Here’s an example of the job and steps you might have in your workflow:
jobs:
build:
runs-on: ubuntu-latest
steps:
- name: check out repo
uses: actions/checkout@v2
- name: azure login
uses: azure/login@v1
with:
creds: ${{secrets.AZURE_CREDENTIALS}}
- name: attach workspace
run: az ml folder attach -w myworkspace -g myresourcegroup
- name: run pipeline
run: az ml run submit-pipeline -n myproject-pipeline -y aml_config/pipeline.yml
That final line is a call to Azure Machine Learning to submit a pipeline for execution called myproject-pipeline
defined in aml_config/pipeline.yml
in the repository.
You can find more details of how this all works in the AML-R-acceleration-template
repository in GitHub.
The Azure GitHub Actions for Azure ML
Finally, Microsoft has published a number of GitHub Actions you can use directly in your workflow. You can find them all by [searching the Marketplace for “Azure Machine Learning”(https://github.com/marketplace?type=actions&query=azure+machine+learning).
This is by far the easiest way to use Azure Machine Learning from GitHub Actions, however each Action has a single specific purpose. By contrast, The CLI and Python SDK allow you to perform any operation in Azure Machine Learning.

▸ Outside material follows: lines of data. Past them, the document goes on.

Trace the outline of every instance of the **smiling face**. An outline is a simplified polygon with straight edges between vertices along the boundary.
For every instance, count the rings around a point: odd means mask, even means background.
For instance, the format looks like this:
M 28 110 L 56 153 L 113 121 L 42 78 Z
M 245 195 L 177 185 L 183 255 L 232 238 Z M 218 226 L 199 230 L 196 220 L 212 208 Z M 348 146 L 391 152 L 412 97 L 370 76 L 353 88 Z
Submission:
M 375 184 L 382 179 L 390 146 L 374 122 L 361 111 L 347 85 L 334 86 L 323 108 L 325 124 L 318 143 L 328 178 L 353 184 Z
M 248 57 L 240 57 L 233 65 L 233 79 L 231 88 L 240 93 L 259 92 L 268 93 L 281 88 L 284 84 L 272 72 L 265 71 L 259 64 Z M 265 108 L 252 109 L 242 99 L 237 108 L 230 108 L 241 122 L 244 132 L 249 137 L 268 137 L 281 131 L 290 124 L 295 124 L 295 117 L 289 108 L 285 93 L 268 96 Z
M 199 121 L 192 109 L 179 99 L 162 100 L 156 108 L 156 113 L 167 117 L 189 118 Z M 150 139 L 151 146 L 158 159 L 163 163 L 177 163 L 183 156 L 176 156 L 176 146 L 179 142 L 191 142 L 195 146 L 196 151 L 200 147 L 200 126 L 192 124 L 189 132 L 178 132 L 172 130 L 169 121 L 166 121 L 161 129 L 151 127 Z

Here’s an example of a manually-run workflow that uses the Azure ML Actions to deploy a trained model:
name: Deploy my model
on:
workflow_dispatch:
inputs:
name:
description: 'Model to deploy'
required: true
default: 'mymodel'
version:
description: 'Version'
required: true
default: '1'
jobs:
build:
runs-on: ubuntu-latest
steps:
- name: check out repo
uses: actions/checkout@v2
- name: connect to workspace
uses: Azure/aml-workspace@v1
with:
azure_credentials: ${{ secrets.AZURE_CREDENTIALS }}
- name: deploy model
uses: Azure/aml-deploy@v1
with:
azure_credentials: ${{ secrets.AZURE_CREDENTIALS }}
model_name: ${{ github.event.inputs.name }}
model_version: ${{ github.event.inputs.version }}
If you’re interested, you can have a look at the code behind these Actions! For example, here’s the repository with the aml-deploy action.
Get Started
Using GitHub alongside Azure Machine Learning gives you the best of both worlds and lets you use the right tool for the job without compromising.
To get started with Azure Machine Learning, I can highly recommend the Build AI solutions with Azure Machine Learning learning path on Microsoft Learn. It takes you through the product step by step, and best of all, it’s free!
There’s also a great learning path that can teach you how to use GitHub Actions. While it doesn’t have anything to do with machine learning, it will equip you with the skills you need to get started.